Prove that
$$ \int_{0}^{\infty}\frac{e^{-bx}-e^{-ax}}{x}\,dx = \ln\left(\frac{a}{b}\right) $$
My Attempt:
Define the function $I(a,b)$ as
$$ I(a,b) = \int_{0}^{\infty}\frac{e^{-bx}-e^{-ax}}{x}\,dx $$
Differentiate both side with respect to $a$ to get
$$ \begin{align} \frac{dI(a,b)}{da} &= \int_{0}^{\infty}\frac{0-e^{-ax}(-x)}{x}\,dx\\ &= \int_{0}^{\infty}e^{-ax}\,dx\\ &= -\frac{1}{a}(0-1)\\ &= \frac{1}{a} \end{align} $$
How can I complete the proof from here?
On
Note that the following is a general technique that can handle much harder problems. Recalling the Laplace transform
$$ F(s) = \int_{0}^{\infty} f(x) e^{-sx} dx. $$
Consider the more general integral
$$ F(s) = \int_{0}^{\infty} \frac{e^{-bx}-e^{-ax}}{x} e^{-sx} dx \implies F'(s) = -\int_{0}^{\infty} ({e^{-bx}-e^{-ax}}) e^{-sx} dx .$$
Now, it is just a matter of evaluating the last integral and integrating the answer with respect to $s$ and then taking the limit as $s\to 0$ to find the desired value.

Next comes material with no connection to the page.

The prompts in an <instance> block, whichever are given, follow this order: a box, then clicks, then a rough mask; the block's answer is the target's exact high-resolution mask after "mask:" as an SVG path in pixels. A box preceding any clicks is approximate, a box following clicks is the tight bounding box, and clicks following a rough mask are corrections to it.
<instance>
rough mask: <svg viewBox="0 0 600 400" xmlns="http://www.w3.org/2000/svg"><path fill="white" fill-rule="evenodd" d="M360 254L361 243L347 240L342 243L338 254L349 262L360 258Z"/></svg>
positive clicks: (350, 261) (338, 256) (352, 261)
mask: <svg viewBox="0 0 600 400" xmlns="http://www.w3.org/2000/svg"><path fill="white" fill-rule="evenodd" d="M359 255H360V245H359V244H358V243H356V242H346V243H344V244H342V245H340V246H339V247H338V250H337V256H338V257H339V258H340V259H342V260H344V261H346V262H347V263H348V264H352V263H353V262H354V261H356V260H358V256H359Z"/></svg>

Note: When you integrate with respect to $s$ do not forget the constant of integration. To find it use the fact that
$$ \lim_{s\to \infty} F(s) = 0. $$
A problem-specific solution is as follows:
\begin{align*} \int_{0}^{\infty} \frac{e^{-bx} - e^{-ax}}{x} \, dx &= - \int_{0}^{\infty} \int_{a}^{b} e^{-xt} dt \, dx \\ &= - \int_{a}^{b} \int_{0}^{\infty} e^{-xt} dx \, dt \\ &= - \int_{a}^{b} \frac{dt}{t} = - \left[ \log x \right]_{a}^{b} = \log\left(\frac{a}{b}\right). \end{align*}
Interchanging the order of integration is justified either by Fubini's theorem or Tonelli's theorem.